Great songs have a lot in common. Most of them speak a global language that we all, as listeners, likely started recognizing and internalizing while still in the womb.
The language of songwriting has been evolving over tens of thousands of years. Songs passed between generations and tribes contained the blueprints of musical tradition that are still reflected in the structures of contemporary music, and still influence our reaction to every piece of music we will ever encounter. This is a shared subconscious global knowledge of rules and theory, that allows us to judge whether a song sounds great or doesn’t. This global subjectivity is important to keep in mind, because as listeners of music, we are all experts of what moves us.
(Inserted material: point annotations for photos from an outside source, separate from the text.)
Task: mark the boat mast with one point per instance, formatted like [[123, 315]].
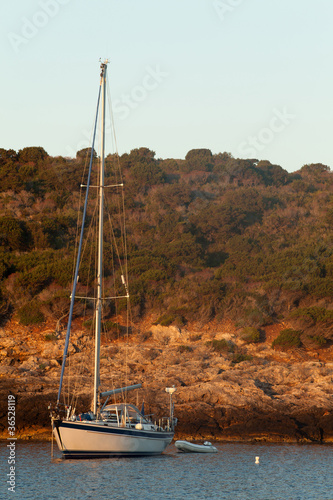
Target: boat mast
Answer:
[[100, 245]]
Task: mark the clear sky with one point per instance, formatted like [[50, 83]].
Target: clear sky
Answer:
[[250, 77]]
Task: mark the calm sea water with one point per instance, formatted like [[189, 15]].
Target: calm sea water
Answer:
[[285, 472]]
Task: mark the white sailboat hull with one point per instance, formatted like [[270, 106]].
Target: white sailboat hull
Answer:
[[93, 440]]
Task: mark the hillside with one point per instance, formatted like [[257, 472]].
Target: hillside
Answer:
[[232, 258]]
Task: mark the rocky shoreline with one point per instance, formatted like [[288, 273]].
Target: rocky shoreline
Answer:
[[269, 396]]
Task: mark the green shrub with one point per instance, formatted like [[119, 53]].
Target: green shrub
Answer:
[[185, 348], [49, 337], [239, 357], [165, 320], [315, 314], [288, 338], [251, 335], [30, 314]]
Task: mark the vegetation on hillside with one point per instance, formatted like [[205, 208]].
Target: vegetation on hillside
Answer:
[[209, 237]]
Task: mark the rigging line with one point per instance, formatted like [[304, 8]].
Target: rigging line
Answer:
[[78, 256]]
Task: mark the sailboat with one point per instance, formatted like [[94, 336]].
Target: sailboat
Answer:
[[119, 428]]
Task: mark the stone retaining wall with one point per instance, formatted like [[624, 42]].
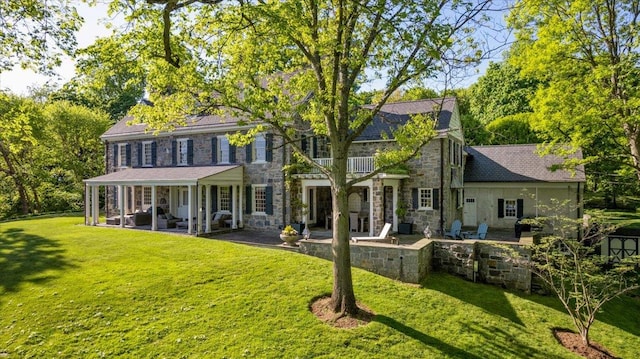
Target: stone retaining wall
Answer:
[[498, 263], [409, 264]]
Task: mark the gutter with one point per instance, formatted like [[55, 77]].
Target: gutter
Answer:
[[441, 224]]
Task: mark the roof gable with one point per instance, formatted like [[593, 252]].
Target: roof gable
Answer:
[[516, 163], [395, 114]]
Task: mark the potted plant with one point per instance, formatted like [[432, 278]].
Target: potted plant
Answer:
[[403, 227], [289, 235]]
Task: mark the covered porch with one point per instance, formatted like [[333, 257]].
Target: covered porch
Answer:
[[189, 193], [372, 202]]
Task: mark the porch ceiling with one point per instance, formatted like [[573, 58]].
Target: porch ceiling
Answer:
[[170, 176]]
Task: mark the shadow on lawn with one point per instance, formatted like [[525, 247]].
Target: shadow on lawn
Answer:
[[620, 312], [450, 350], [26, 257], [487, 297]]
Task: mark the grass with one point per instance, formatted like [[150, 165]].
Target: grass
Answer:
[[67, 290]]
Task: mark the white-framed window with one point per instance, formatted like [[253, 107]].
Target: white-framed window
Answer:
[[146, 197], [425, 198], [183, 151], [260, 149], [147, 153], [223, 150], [122, 155], [259, 199], [510, 208], [224, 198]]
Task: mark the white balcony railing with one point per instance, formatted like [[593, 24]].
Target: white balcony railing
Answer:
[[354, 164]]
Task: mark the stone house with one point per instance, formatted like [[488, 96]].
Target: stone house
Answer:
[[193, 172]]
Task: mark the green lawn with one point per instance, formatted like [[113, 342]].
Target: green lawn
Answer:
[[67, 290]]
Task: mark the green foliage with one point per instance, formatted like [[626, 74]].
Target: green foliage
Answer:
[[590, 95], [76, 291], [502, 91], [46, 150], [512, 129], [571, 266]]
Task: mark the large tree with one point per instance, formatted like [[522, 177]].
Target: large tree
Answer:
[[294, 67], [586, 54], [36, 33]]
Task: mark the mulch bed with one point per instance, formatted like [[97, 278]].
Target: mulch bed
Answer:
[[573, 342], [322, 309]]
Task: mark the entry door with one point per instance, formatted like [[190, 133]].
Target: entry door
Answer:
[[470, 212], [183, 203]]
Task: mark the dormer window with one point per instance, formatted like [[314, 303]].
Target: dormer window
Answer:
[[183, 152]]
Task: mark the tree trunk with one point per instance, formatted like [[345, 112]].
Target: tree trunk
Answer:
[[343, 299]]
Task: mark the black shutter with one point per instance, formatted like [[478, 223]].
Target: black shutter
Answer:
[[214, 199], [269, 199], [269, 145], [115, 155], [190, 152], [154, 151], [128, 149], [248, 201], [139, 154], [249, 150], [520, 208], [436, 198], [174, 153], [314, 147], [214, 150], [232, 154]]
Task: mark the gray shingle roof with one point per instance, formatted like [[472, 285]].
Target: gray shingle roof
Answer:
[[390, 116], [393, 114], [516, 163]]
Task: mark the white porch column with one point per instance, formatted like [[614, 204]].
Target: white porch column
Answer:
[[154, 205], [121, 197], [199, 208], [87, 204], [305, 202], [95, 206], [207, 196], [190, 210], [240, 201], [394, 186], [234, 208], [370, 188]]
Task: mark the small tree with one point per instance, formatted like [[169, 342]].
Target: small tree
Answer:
[[572, 269]]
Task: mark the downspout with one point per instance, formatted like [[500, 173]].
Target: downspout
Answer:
[[106, 170], [441, 226], [284, 185]]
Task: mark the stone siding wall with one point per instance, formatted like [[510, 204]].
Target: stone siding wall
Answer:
[[267, 173]]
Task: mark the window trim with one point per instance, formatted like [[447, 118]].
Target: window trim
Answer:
[[254, 198], [179, 154], [144, 154], [420, 191], [122, 155], [263, 139], [220, 141], [515, 208]]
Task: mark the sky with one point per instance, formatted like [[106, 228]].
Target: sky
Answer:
[[19, 81]]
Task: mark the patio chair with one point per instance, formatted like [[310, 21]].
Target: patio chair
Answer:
[[481, 233], [456, 227], [381, 237]]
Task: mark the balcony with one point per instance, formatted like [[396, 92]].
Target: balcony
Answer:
[[355, 165]]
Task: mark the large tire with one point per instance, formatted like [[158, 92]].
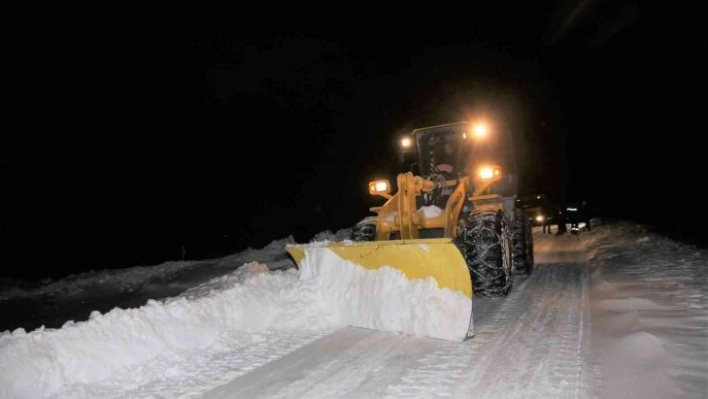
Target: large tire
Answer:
[[486, 248], [521, 243], [365, 230]]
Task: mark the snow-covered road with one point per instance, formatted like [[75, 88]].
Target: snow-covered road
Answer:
[[533, 343]]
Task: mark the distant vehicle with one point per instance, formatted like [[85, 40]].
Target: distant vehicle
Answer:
[[578, 215], [536, 207]]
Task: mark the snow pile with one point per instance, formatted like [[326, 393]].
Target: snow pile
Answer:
[[225, 313], [649, 313], [385, 299], [222, 314]]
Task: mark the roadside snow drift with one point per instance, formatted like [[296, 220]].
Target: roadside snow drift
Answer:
[[229, 312], [385, 299], [224, 313]]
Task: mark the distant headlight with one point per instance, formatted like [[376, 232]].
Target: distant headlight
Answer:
[[488, 172], [379, 187]]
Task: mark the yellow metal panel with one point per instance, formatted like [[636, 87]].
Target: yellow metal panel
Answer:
[[438, 258]]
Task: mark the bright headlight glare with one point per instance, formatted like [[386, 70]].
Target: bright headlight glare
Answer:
[[486, 173], [379, 186], [480, 130]]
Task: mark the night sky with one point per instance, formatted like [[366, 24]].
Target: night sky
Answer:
[[125, 139]]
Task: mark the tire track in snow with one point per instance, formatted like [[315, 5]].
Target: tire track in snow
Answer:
[[530, 344]]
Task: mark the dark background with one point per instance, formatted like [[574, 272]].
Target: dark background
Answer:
[[125, 139]]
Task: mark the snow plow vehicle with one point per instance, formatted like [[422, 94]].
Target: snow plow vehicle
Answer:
[[450, 231]]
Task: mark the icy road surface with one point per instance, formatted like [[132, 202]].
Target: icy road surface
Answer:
[[532, 344]]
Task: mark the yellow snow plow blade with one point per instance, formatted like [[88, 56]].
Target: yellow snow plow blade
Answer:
[[418, 287]]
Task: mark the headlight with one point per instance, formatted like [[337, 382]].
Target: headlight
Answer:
[[379, 187], [480, 130], [489, 172]]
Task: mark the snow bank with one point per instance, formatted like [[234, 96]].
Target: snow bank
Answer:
[[385, 299], [251, 300]]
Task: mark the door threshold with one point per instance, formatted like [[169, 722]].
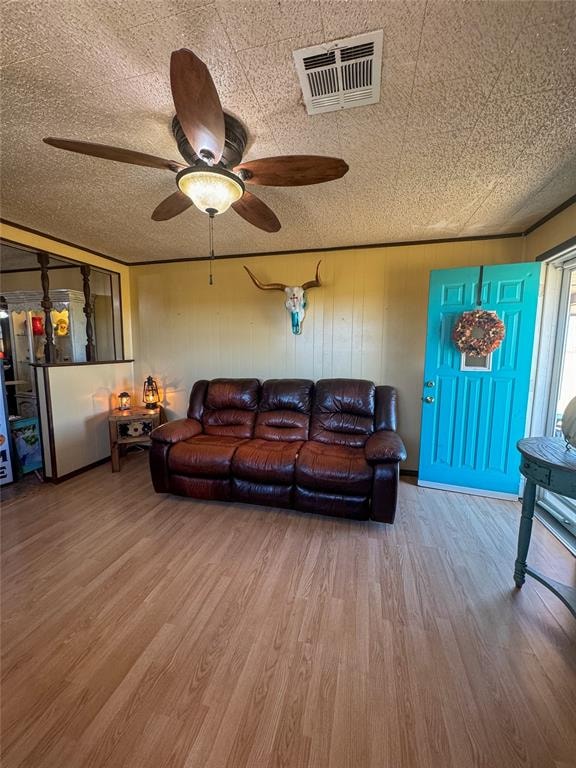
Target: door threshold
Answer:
[[470, 491]]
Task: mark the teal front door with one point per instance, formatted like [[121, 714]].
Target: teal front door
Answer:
[[474, 410]]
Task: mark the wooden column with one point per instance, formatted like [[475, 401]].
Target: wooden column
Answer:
[[49, 348], [90, 348]]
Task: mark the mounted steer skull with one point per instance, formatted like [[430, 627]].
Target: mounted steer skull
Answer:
[[295, 296]]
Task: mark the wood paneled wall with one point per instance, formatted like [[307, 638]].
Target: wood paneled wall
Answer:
[[368, 320]]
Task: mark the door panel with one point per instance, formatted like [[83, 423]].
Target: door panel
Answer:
[[471, 420]]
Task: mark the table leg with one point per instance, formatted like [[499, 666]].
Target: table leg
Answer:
[[114, 456], [525, 532]]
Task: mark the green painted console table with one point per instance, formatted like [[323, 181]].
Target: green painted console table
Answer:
[[548, 463]]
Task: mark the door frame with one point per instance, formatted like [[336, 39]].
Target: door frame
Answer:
[[552, 334]]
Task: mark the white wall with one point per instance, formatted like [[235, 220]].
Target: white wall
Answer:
[[81, 397]]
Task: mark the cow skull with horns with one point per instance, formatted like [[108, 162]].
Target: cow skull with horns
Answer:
[[295, 296]]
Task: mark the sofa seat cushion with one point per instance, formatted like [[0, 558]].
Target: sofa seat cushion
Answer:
[[266, 461], [333, 468], [204, 456]]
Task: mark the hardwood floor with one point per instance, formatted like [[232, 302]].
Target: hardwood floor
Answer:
[[149, 631]]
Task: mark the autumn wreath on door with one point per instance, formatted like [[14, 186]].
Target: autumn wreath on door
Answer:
[[478, 332]]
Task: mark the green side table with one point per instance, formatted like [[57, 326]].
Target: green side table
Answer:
[[548, 463]]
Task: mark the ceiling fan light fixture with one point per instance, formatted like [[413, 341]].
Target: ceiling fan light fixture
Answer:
[[210, 189]]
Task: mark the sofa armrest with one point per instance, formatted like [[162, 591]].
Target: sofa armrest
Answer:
[[385, 447], [175, 431]]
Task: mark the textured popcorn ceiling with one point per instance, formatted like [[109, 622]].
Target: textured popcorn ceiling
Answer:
[[475, 132]]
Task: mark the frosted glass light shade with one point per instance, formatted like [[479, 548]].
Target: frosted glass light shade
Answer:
[[210, 189]]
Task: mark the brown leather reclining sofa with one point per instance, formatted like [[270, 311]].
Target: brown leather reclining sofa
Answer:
[[329, 447]]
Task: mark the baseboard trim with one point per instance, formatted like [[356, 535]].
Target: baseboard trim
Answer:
[[469, 491], [70, 475]]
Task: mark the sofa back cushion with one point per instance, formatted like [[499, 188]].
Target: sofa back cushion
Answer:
[[284, 412], [343, 412], [230, 407]]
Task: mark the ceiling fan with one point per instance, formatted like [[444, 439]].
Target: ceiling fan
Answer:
[[213, 142]]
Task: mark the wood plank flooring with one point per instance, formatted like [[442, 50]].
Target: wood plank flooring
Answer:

The same is true whether you identify as writer or audience.
Our appreciation of music is so deeply internalized, we take it for granted. But, like fish that don’t know they’re wet, very few of us carry the awareness necessary to articulate why a song works, much less know how to shape our own songs and compositions by these rules.
The same is true for songs we don't like... When a song falls out of a subconsciously predicted pattern, most listers will just tune out. It’s an instant death, usually with no redos or makeovers. A song that loses its audience is a song not heard. You may as well be playing for your bedroom mirror.
Choosing to learn and harness the rules and conventions of songwriting will keep more people engaged, and make your songs, your voice, and your unique perspective accessible to more people than you might think possible.